A Hermès foi o primeiro grupo de luxo a anunciar o fechamento de lojas na Rússia, no início de março. A fabricante de selaria e artigos de couro tem três lojas em Moscou que empregam 60 pessoas. A abertura de uma quarta loja em São Petersburgo, prevista para junho, foi suspensa. "O impacto não é significativo para o grupo", explicou Eric du Halgouët, diretor financeiro, durante uma conferência telefónica: "As vendas na Rússia representam menos de 1% das vendas do grupo", que não teve qualquer atividade na Ucrânia. Além disso, a Hermès "respeita perfeitamente a legislação e não vende para a lista de oligarcas" que lhes foi enviada, disse.
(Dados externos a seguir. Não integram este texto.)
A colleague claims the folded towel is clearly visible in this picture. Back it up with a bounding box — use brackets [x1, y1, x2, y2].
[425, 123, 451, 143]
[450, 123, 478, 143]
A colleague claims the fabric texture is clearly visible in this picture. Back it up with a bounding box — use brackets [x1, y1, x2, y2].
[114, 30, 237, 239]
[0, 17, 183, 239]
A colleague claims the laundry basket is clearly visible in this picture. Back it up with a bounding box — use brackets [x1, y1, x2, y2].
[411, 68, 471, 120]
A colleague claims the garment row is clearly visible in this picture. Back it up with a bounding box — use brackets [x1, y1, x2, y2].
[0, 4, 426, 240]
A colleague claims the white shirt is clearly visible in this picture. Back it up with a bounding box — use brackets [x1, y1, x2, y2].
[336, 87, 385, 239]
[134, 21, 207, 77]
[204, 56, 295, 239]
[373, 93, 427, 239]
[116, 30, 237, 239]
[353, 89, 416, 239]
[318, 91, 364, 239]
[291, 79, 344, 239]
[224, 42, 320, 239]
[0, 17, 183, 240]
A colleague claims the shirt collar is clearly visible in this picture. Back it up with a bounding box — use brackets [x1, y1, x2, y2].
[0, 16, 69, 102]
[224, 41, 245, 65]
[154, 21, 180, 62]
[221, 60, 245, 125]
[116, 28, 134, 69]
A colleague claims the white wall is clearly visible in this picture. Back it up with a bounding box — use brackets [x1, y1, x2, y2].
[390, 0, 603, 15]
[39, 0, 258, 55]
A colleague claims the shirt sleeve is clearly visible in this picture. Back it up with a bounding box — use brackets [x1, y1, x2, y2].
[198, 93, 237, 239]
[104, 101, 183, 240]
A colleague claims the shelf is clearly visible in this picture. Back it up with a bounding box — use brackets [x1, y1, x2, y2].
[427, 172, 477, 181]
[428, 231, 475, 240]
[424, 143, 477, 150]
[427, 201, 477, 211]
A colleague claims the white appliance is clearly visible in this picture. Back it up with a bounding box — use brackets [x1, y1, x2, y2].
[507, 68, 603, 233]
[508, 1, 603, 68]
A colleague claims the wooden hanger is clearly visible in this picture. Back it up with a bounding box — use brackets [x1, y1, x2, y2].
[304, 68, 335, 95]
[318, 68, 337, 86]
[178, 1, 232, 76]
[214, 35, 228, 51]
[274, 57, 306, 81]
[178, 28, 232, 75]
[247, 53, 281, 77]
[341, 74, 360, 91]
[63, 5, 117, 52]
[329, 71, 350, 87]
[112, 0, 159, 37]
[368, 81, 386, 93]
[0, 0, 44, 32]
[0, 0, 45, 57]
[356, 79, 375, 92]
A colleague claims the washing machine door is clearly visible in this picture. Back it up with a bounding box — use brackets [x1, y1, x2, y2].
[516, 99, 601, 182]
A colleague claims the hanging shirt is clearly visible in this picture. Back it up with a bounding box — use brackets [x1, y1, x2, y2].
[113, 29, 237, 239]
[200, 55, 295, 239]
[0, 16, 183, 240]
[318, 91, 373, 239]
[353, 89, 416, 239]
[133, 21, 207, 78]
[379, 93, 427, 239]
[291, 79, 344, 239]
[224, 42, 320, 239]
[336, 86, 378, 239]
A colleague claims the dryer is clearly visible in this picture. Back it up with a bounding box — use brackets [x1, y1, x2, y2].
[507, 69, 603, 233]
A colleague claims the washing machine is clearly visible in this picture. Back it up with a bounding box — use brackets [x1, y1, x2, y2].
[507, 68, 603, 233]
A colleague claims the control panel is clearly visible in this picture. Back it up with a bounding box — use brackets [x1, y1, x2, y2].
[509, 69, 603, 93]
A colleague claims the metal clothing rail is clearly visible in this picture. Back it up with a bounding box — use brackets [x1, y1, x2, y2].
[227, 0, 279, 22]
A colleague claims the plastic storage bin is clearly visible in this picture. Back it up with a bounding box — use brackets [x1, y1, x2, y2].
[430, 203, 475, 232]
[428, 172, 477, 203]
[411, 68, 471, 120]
Na China, a empresa informou ter tido um início "excepcional" do ano, segundo Eric du Halgouët, até março, quando começaram os primeiros confinamentos. Atualmente tem 26 pontos de venda no país e três lojas fechadas em Xangai. A empresa, que reabriu as suas lojas em Hong Kong e Macau no início do ano, foi também penalizada pelas medidas sanitárias das autoridades de Shenyang. Contudo, disse estar "confiante" e sublinhou que conquistou novos clientes na China, onde abriu a sua primeira loja na província de Henan, em Zhengzhou, no final de março.
 
As vendas na Ásia, excluindo o Japão, que por si só representam mais de metade das receitas do grupo, aumentaram 19,8% a taxas de câmbio constantes para 1,44 bilhão de euros (+17,4% no Japão para 277 milhões de euros), se beneficiando de "um Ano Novo chinês muito bom e de uma atividade sustentada em toda a região, particularmente na Tailândia, Singapura e Austrália", disse a empresa.
 
Este primeiro trimestre foi também apoiado pelo forte crescimento das vendas nas Américas (+44,2% a taxas de câmbio constantes). A Hermès mencionou "uma dinâmica muito boa nos Estados Unidos", com a reabertura da sua loja renovada e ampliada South Coast Plaza em Costa Mesa, perto de Los Angeles.
 
A maison de luxo parisiense também teve um bom desempenho na Europa durante os primeiros três meses do ano (+42,2%) com 541 milhões de euros, dos quais 214 milhões foram alcançados na França (+39,7% novamente a taxas de câmbio constantes). No Velho Continente, a empresa beneficiou de "bases de comparação favoráveis, conquistando um crescimento sólido, particularmente no Reino Unido, Alemanha, Itália e Espanha", além da França.
 
Todas as categorias de produtos registraram aumentos de dois dígitos. Enquanto os artigos de couro e selaria, o principal negócio da Hermès, viu o seu volume de negócios aumentar 15,8% entre janeiro e março, para 1,19 bilhão de euros, a divisão de relógios cresceu 62% (+71,5% numa base reportada), para 134 milhões de euros. As vendas de vestuário e acessórios aumentaram em 44,1% para 710 milhões de euros.
 
"Para 2022, é ainda difícil avaliar o impacto do contexto sanitário. O modelo artesanal altamente integrado, a rede de distribuição equilibrada, a criatividade das nossas coleções e a fidelidade dos nossos clientes permitem-nos olhar para o futuro com confiança", concluiu a Hermès.